The first sonata is lyrical in a not quite untroubled way; there are quotations from two of Brahms’ songs in the finale. One of these was “Regenlied” (Rain song), op. 59 no. 3, and this sonata is sometimes known as the “Rain” sonata as a result. The second sonata is also predominantly lyrical, but traverses a rich emotional landscape, somewhat like the Second Piano Trio in C major of 1880. The final sonata is more concise than the earlier two; the most dramatic and tragic of the set, it is the only one to have a scherzo: the others having only three movements.

The American violinist Albert Spalding (1888-1953) recorded these works in 1951 with the Hungarian pianist, conductor and pianist Erno Dohnányi (1877-1960). Spalding had made many 78rpm recordings for the Edison company, and went on to record the Beethoven and Brahms concertos, the Brahms Hungarian dances, and other repertoire on the Remington label. These were issued in long playing format, first in a red label series, then in a black-and-gold label pressed on vinyl. The present recording is taken from the former series, and is produced by Mark Obert-Thorn.

Spalding and Dohnányi take the first movement of the first sonata appreciably quicker than other versions: 9:51 versus 11:14 for Pauk/Vignoles. The approach is warm, with plenty of fantasy and impulsiveness. The generous tempo fluctuations take us back to an earlier performance era; Dohnányi does well to keep up with Spalding, who tends to speed up in the louder passages. Spalding takes a calmer approach to the second movement, and the coda is sensitively treated. His intonation is a little under the note occasionally in this movement. The finale is a bit patchy rhythmically, with Spalding again tending to rush the faster passages. There is a beautiful reprise of the second movement “Rain” theme in the piano. Dohnányi’s accompaniment is attractively dark-toned, and matches Spalding in impulsivity.

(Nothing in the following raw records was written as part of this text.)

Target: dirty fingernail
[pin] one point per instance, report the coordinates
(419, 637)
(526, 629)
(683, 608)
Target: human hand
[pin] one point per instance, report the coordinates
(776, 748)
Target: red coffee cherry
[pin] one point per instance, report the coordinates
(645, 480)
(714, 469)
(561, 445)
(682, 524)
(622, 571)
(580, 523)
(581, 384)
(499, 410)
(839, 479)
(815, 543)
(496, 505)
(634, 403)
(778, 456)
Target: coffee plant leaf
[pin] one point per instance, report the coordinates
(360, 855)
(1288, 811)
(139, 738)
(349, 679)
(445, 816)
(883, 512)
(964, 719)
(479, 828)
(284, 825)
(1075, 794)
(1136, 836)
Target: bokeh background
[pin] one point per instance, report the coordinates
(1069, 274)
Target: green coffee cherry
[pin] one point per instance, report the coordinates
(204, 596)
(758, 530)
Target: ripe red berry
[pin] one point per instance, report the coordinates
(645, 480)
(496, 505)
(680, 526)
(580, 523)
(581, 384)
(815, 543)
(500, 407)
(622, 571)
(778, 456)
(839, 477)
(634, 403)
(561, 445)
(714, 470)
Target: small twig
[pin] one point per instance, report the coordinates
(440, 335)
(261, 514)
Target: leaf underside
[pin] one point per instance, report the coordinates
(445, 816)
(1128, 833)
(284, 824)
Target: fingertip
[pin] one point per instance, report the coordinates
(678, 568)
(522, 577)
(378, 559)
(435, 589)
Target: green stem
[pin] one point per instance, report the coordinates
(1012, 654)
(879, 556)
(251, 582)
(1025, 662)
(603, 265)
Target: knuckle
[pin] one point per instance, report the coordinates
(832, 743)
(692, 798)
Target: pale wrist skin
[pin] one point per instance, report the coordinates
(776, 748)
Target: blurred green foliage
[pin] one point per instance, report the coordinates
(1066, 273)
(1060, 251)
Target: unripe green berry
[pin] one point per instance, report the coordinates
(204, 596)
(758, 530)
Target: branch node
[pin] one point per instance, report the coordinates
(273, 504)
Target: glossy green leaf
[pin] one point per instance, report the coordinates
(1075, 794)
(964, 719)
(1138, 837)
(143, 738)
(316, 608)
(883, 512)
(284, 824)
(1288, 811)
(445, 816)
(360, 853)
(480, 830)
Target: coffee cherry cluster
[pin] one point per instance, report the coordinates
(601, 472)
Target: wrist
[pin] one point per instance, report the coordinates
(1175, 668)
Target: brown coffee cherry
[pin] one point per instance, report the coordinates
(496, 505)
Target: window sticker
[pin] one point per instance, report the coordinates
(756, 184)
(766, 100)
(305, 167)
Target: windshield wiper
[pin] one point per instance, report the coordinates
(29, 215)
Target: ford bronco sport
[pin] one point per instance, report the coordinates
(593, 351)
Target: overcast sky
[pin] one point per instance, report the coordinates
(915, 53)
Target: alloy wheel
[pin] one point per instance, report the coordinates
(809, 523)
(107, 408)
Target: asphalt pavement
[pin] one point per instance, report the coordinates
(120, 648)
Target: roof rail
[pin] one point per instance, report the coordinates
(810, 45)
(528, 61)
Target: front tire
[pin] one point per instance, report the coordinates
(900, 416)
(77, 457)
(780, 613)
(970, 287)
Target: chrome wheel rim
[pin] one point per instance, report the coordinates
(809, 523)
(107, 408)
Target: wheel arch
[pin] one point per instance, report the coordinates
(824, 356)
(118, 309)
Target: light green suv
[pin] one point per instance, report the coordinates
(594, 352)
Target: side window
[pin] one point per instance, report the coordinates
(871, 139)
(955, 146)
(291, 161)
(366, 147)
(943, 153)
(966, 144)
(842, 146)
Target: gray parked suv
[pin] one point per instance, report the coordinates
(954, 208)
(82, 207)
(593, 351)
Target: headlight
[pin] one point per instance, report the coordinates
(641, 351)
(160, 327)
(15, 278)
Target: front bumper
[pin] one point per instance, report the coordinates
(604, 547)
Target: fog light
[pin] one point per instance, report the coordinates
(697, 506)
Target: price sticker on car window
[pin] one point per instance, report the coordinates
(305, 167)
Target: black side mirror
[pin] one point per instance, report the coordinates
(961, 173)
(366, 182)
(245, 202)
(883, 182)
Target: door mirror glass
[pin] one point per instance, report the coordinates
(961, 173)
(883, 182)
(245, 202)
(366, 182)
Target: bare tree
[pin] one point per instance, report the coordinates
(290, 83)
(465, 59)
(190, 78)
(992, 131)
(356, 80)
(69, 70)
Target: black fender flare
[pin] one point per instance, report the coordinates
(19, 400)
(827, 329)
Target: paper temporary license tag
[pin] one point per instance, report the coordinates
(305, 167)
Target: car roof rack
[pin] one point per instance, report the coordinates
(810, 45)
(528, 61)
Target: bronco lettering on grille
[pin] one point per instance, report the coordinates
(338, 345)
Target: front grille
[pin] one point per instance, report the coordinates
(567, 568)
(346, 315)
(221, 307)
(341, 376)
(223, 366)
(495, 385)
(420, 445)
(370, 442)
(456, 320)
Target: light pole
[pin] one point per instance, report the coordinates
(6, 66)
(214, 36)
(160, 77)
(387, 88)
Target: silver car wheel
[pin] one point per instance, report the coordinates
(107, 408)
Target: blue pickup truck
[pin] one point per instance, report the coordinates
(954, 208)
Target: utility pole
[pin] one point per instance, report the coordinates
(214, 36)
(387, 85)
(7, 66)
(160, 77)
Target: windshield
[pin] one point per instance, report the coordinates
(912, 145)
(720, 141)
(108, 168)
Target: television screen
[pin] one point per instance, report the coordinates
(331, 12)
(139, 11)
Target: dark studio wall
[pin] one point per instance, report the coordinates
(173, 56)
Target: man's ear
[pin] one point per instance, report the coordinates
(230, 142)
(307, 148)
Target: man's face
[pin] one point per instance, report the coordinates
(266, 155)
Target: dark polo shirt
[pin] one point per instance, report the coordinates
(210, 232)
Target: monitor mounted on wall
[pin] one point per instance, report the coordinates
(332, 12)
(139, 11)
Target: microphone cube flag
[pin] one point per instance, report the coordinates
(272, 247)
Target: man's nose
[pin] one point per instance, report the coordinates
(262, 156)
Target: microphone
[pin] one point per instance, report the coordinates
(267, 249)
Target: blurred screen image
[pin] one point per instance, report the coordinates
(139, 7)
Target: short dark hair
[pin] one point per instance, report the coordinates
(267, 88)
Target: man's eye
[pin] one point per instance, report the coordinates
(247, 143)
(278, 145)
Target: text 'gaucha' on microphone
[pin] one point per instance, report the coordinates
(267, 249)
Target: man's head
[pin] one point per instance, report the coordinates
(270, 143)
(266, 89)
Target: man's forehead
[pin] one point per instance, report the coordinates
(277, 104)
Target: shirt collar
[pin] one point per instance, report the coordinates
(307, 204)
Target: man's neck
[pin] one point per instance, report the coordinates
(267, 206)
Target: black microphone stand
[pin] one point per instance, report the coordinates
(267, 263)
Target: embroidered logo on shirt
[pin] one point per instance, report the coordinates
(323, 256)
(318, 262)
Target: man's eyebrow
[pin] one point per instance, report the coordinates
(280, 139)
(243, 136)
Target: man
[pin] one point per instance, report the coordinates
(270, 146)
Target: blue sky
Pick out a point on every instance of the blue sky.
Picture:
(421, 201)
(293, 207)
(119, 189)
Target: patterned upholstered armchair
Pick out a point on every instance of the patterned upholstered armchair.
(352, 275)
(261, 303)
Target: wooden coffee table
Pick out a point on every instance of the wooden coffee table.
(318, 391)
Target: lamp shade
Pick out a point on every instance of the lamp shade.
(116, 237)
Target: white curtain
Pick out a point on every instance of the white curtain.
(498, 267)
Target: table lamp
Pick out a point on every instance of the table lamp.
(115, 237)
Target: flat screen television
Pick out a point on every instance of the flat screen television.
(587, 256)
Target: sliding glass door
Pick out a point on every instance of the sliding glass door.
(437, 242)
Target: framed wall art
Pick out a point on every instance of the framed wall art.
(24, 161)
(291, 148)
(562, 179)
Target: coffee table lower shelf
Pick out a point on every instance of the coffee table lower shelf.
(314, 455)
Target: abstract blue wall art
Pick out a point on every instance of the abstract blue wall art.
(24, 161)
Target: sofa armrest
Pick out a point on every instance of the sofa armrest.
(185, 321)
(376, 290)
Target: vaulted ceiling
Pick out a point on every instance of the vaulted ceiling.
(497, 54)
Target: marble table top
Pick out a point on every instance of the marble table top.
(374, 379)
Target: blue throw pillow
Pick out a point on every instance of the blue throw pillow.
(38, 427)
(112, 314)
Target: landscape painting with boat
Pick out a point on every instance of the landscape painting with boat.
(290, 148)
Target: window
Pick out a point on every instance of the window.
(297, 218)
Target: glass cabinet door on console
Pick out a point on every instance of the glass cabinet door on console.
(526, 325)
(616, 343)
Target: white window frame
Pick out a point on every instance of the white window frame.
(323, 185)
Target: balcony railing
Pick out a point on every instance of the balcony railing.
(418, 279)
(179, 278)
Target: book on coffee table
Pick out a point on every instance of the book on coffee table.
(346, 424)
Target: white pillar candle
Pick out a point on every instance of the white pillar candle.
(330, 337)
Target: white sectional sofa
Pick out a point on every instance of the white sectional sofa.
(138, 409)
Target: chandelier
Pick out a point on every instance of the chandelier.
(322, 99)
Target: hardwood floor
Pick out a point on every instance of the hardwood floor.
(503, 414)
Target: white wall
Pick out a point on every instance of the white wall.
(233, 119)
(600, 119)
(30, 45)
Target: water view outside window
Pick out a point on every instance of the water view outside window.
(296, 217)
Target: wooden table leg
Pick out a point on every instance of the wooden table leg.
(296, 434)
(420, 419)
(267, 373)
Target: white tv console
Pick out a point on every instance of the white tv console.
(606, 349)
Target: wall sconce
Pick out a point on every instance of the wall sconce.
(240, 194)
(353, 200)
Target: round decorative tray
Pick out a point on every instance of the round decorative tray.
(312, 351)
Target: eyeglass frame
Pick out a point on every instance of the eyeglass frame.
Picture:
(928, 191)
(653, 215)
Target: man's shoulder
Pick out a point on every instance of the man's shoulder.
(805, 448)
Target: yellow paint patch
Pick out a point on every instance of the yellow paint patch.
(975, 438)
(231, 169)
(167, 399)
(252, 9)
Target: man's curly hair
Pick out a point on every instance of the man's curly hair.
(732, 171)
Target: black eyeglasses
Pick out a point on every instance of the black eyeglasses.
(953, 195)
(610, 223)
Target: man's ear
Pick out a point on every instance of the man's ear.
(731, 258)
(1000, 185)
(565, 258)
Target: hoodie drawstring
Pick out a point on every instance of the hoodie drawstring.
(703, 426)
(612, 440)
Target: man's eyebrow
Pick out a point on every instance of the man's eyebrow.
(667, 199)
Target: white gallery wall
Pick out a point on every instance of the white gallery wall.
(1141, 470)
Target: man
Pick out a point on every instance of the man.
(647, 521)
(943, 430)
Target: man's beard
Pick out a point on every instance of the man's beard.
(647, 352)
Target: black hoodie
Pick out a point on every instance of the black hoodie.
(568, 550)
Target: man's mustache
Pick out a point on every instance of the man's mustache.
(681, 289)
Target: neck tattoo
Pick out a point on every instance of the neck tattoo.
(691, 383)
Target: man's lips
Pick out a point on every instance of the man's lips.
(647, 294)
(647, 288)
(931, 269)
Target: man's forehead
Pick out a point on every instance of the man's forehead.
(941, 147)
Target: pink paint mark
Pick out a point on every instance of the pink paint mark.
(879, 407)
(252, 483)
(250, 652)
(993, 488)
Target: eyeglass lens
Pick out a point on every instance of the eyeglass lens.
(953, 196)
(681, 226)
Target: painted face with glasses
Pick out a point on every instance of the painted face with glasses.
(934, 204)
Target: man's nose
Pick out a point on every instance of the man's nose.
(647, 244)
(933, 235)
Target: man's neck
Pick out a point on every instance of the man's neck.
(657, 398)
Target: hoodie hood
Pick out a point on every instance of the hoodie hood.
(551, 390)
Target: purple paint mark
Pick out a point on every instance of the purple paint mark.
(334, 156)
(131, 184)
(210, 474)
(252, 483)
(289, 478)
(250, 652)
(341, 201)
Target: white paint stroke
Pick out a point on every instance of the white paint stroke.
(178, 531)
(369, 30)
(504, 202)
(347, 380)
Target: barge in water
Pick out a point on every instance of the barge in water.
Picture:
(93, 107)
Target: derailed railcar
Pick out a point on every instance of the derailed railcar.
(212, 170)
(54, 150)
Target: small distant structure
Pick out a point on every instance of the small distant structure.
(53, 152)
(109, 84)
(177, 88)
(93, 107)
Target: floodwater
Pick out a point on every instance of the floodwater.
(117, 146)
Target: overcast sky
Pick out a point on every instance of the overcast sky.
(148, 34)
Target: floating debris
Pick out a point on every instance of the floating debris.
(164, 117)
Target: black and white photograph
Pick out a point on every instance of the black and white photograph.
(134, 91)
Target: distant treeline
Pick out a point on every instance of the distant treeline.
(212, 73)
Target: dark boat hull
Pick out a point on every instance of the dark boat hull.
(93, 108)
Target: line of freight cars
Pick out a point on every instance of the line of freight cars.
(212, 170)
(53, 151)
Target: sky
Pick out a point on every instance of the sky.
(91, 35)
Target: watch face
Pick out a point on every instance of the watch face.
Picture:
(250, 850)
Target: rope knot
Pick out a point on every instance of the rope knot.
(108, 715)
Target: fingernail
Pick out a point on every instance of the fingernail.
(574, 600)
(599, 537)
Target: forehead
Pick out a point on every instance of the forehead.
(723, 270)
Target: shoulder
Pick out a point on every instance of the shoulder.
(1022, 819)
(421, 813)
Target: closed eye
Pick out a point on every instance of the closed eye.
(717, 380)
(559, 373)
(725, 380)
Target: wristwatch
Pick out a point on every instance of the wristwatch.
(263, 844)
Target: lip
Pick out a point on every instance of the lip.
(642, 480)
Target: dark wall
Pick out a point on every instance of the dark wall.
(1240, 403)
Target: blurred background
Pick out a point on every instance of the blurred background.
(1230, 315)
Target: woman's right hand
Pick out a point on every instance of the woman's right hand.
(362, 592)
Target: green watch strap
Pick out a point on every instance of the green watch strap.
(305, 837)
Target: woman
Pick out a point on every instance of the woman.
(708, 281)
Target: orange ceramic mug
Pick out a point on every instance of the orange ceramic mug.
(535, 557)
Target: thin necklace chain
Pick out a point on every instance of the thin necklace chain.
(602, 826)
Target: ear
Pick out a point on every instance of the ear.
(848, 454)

The second sonata finds Dohnányi somewhat more assertive in the balance; unfortunately the sound in this sonata is a bit more congested. Spalding varies his dynamic range a bit more in the first movement. The theme of the second movement could be played a little more spaciously, but the faster episodes have a spontaneous feel and the pizzicato is neatly done. Spalding launches the third movement with a rich and warm tone from his G string; he is inclined to lighten his bow a little more here than previously. His intonation is a shade variable again, and he is not very inclined to recede and let Dohnányi have the tune.

The third sonata displays the steadiest playing; the duo seem to focus more. It begins in an urgent and agitated fashion. Spalding has some odd phrasing in this movement, cutting some notes unexpectedly short. The broad chorale-like theme of the second movement is played with great warmth and some discreet portamenti. The emotionally ambiguous third movement again finds Spalding’s intonation inconsistent, this time in the chords. The finale opens in dramatic and rhapsodic style; and Dohnányi blurs his part a little in the heat of the moment. The set, and this sonata in particular, have the feeling of a live performance, a sense which is only heightened by the occasional wrong notes.

Competition is pretty fierce with the Brahms violin sonatas, and there is no shortage of alternative versions. I bought the Brilliant Classics complete Brahms chamber music set (Brilliant 99800) mainly to get the violin sonatas with György Pauk and Roger Vignoles. This long established duo gives performances that, for me, realise Brahms’ full emotional spectrum, from the pastoral first sonata to the stormy third. Their interplay has the security and generosity that rest on a thorough mutual understanding. Pauk and Vignoles are a bit more relaxed than Spalding/Dohnányi tempo-wise, taking 71:47 for the set as against 67:21. I recently saw this set as a single CD; either in this form, or as part of the set - which is excellent value - it would get my vote for a very good mainstream reading.

Spalding’s lapses in intonation, lack of dynamic variety and rather excitable approach make it hard to recommend this disc for everyday. As a somewhat quirky complement to a more mainstream performance, however, it has a lot going for it. The warmth and spontaneity, and sense of live performance caught on the wing, are very attractive. Dohnányi’s contribution also has a great deal of character, and his collaboration with Spalding captures the playing of an earlier era which perhaps didn’t make such a fetish of perfection. Mark Obert-Thorn’s transfers have a natural sound that allows one to concentrate on the music.

Guy Aron

These historic recordings of the Brahms violin sonatas are warm and communicative, with a strong sense of spontaneity.